Going off into the woods is a Red Dawn fantasy.
posted by tkchrist at 12:27 PM on March 7, 2006


cyrusdogstar, I meant optimistic. The irrational belief that some apocalyptic event is enough to destroy civilization's current power structures is a fundamentally optimistic POV. Like traditional apocalyptic thinking it strikes me as hoping to hope. As I said earlier, I don't think anything but a near total population destruction would be enough to prevent the nation/corporation structure from re-emerging. I suggest then that the synthesis of global capitalism would quickly re-establish itself and your apocalyptic future would look very much like the world today: a very few people enjoying very high standard of living and the overwhelming majority stuck in third-world conditions. The best way to protect yourself after an apocalypse is then to acquire resources and have the support of the army. In other words, be Dick Cheney.
posted by nixerman at 1:08 PM on March 7, 2006


Optimistic? Not from an average human's POV. The average anarchist would wholeheartedly agree with you, though.
posted by JJ86 at 1:36 PM on March 7, 2006


In other words, be Dick Cheney. LOL :)

I think we're coming from different sides here which is why I'm confused--when you say optimistic, I think you're meaning that I am hoping that some apocalyptic event would destroy the existing power structures? Because that seems like an odd extrapolation to make.

But, whatever, no big deal, I understand your main point. Not sure if I agree with it, but if I was qualified to refute it conclusively I wouldn't have posted my question in the first place ;)
posted by cyrusdogstar at 1:37 PM on March 7, 2006


http://www.ready.gov/
posted by neuron at 10:49 PM on March 7, 2006


If I knew things were going to go crazy I'd probably find a way to Papua New Guinea, the Amazon rain forests or some such place and get friendly with indigenous people living there. Who is best placed to survive the end of modern civilization? Those who don't really participate in it as things stand now. I might also take along a book or two by Ray Mears.

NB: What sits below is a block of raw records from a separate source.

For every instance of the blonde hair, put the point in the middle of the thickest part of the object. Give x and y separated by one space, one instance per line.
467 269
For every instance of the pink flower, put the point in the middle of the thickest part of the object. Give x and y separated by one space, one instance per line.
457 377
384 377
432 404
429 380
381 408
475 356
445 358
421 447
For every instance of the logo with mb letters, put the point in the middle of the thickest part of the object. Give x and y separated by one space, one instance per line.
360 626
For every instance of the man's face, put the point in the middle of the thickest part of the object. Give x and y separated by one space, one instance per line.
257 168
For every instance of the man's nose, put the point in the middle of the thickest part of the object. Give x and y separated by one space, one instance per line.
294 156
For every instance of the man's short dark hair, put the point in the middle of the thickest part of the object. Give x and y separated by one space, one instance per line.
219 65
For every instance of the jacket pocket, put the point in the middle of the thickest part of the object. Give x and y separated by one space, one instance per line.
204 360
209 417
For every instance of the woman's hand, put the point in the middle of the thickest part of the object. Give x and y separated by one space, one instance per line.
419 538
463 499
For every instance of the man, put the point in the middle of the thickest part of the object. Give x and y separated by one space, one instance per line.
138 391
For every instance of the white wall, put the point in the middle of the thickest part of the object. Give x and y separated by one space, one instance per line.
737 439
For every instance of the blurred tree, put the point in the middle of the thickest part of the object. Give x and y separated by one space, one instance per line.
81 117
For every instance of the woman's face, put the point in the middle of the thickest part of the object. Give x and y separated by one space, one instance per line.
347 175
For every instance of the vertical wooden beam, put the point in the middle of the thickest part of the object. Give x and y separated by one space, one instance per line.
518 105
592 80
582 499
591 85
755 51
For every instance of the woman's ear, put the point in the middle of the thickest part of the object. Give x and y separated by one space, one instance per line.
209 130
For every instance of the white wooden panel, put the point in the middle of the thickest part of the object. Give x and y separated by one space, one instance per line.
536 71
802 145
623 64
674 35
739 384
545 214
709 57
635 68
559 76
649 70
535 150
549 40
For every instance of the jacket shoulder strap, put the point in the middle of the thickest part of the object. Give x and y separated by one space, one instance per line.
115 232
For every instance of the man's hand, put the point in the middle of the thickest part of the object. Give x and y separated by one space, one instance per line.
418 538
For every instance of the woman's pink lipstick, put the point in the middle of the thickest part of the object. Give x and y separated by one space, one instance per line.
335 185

A decision to fight to maintain the veneer of civilization as we know it would be an exceptionally difficult one to take. The main problem would be that unless you are smart enough to ensure that everyone in your locale can survive, you cannot go about as if nothing or little has changed, because you will be preyed upon by those with less bookish foresight and rather more malice aforethought. To avoid this you must either be discreetly living the highlife or militarily superior to any rival grouping that notices your comfort.

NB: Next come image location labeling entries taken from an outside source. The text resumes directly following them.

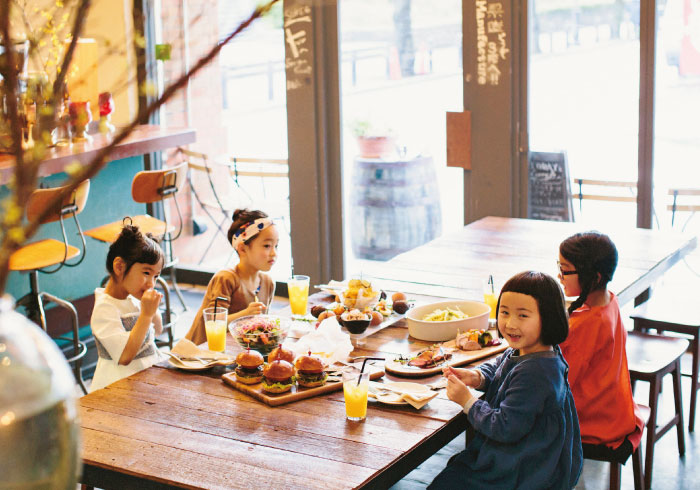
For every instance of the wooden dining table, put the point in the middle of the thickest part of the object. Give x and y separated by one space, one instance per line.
456 264
164 428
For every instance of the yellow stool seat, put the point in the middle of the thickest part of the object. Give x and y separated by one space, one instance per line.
41 254
147 224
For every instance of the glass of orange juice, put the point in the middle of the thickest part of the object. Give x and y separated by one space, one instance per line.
490 296
215 327
298 289
355 394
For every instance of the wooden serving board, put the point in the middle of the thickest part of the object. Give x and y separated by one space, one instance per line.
459 358
297 393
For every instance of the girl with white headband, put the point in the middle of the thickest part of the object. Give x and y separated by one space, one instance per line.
244 289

Unless you are lucky enough to already live in a secluded area well suited to supporting say 10,000 people, the likelihood of armed robbery/pillaging will be exceptionally high; unless you are well armed. So, in the short term the primary goal would have to be arms and men to enforce the law.

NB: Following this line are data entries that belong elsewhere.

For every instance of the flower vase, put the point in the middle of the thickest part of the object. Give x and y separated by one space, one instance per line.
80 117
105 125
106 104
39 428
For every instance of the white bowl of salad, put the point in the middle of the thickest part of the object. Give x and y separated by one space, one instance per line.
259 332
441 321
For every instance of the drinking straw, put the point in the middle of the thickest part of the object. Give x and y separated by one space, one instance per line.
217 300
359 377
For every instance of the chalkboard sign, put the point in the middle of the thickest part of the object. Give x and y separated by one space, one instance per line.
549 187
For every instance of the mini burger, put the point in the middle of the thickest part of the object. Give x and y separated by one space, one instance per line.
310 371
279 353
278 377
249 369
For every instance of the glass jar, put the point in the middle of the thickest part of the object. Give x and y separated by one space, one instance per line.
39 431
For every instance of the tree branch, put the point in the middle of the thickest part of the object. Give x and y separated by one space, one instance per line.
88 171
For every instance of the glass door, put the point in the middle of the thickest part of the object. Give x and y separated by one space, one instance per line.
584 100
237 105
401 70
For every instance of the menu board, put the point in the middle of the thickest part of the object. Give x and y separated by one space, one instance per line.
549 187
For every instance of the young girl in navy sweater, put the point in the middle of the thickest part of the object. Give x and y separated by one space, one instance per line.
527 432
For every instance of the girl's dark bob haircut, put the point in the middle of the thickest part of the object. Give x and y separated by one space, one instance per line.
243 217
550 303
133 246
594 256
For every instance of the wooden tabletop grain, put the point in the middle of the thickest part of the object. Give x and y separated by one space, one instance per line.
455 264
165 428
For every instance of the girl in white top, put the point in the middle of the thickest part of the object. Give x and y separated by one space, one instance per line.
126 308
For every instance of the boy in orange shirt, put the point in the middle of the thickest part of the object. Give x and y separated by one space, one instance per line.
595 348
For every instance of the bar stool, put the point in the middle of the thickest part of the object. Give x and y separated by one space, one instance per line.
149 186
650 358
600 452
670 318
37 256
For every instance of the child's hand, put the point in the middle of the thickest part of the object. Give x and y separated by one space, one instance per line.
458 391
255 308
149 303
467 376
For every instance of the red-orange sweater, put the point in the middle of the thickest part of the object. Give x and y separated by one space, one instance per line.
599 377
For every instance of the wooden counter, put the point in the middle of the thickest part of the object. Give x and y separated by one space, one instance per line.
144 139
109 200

One likely facet of post-apocalyptic law, would likely be a decline in justice being as fair or as reasonable in its punishment as it is now. Justice will probably be far more of an emotional, social-coherence exercise in which the punished serve as a brutal warning to others, communal scapegoats for a society's shitty luck and a means of tying together the others. When the stakes are high, people tend to lose patience with the reasonable way of doing things. I'd expect lots of summary justice.

This is in the short-term. In the medium to long-term (say 10+ years), the significant population die-off would likely already have occurred, and those who have managed to pass 10 winters must be doing something right. Things would likely get better from this point, because there would hopefully be enough peace and certainly enough time (no TV, radio, internet) to take advantage of the mass of knowledge lying about. There is so much residual knowledge just in people alive let alone in libraries and hard drives, that I can't see the entire world returning to a pre-industrial level. Even if certain things are no longer possible due to the energy requirements, the vast majority of technology will be available to us at the level that actually matters - 10,000 people living in a fairly self-contained community. It could be quite pleasant for generations ahead.

Also: The Chrysalids by John Wyndham for a look at fundamentalist Christian society in Newfoundland long after a nuclear war. Oh and telepathic kids.